The clock points to eleven. The sun is high now. The vendors awaken to the consciousness of hunger, and Madame of the pommes frites stall, whose assistant dexterously cuts the peeled tubers into strips, is fully occupied in draining the crisp golden shreds from the boiling fat and handing them over, well sprinkled with salt and pepper, to avid customers, who devour them smoking hot, direct from their paper cornucopias.
Long before the first gloom of the early mid-winter dusk, all has been cleared away. The rickety stalls have been demolished; the unsold remainder of the goods disposed of; the worthy country folks, their pockets heavy with sous, are well on their journey homewards, and only a litter of straw, of cabbage leaves and leek tops remains as evidence of the lively market of the morning.
[Illustration: Chestnuts in the Avenue]
OUR ARBRE DE NOEL
We bought it on the Sunday morning from old Grand’mere Gomard in the Avenue de St. Cloud.
It was not a noble specimen of a Christmas-tree. Looked at with cold, unimaginative eyes, it might have been considered lopsided; undersized it undoubtedly was. Yet a pathetic familiarity in the desolate aspect of the little tree aroused our sympathy as no rare horticultural trophy ever could.
Some Christmas fairy must have whispered to Grand’mere to grub up the tiny tree and to include it in the stock she was taking into Versailles on the market morning. For there it was, its roots stuck securely into a big pot, looking like some forlorn forest bantling among the garden plants.

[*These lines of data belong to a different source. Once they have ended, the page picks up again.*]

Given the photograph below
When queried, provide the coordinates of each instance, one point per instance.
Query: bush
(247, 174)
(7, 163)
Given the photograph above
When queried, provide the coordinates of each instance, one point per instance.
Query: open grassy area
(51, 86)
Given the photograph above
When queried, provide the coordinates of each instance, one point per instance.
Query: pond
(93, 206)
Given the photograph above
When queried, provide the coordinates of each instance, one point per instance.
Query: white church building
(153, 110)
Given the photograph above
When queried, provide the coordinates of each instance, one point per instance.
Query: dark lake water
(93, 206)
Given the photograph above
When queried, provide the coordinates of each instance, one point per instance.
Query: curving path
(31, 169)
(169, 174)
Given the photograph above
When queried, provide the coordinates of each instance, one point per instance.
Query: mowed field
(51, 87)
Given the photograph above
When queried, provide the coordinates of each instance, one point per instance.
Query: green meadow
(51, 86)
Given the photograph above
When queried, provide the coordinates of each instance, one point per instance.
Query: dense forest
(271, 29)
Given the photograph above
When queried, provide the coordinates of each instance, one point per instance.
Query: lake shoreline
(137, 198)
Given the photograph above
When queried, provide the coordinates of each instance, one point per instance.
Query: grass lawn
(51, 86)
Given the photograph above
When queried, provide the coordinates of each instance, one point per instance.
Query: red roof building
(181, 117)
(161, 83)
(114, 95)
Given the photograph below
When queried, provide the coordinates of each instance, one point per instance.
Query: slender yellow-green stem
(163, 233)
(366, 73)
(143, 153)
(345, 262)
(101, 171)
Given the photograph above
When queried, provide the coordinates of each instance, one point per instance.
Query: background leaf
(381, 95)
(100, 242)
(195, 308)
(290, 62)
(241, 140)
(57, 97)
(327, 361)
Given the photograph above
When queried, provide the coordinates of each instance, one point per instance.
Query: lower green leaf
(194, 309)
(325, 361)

[Illustration: The Tree Vendor]
Grand’mere Gomard had established herself in a cosy nook at the foot of one of the great leafless trees of the Avenue. Straw hurdles were cunningly arranged to form three sides of a square, in whose midst she was seated on a rush-bottomed chair, like a queen on a humble throne. Her head was bound by a gaily striped kerchief, and her feet rested snugly on a charcoal stove. Her merchandise, which consisted of half a dozen pots of pink and white primulas, a few spotted or crimson cyclamen, sundry lettuce and cauliflower plants, and some roots of pansies and daisies, was grouped around her.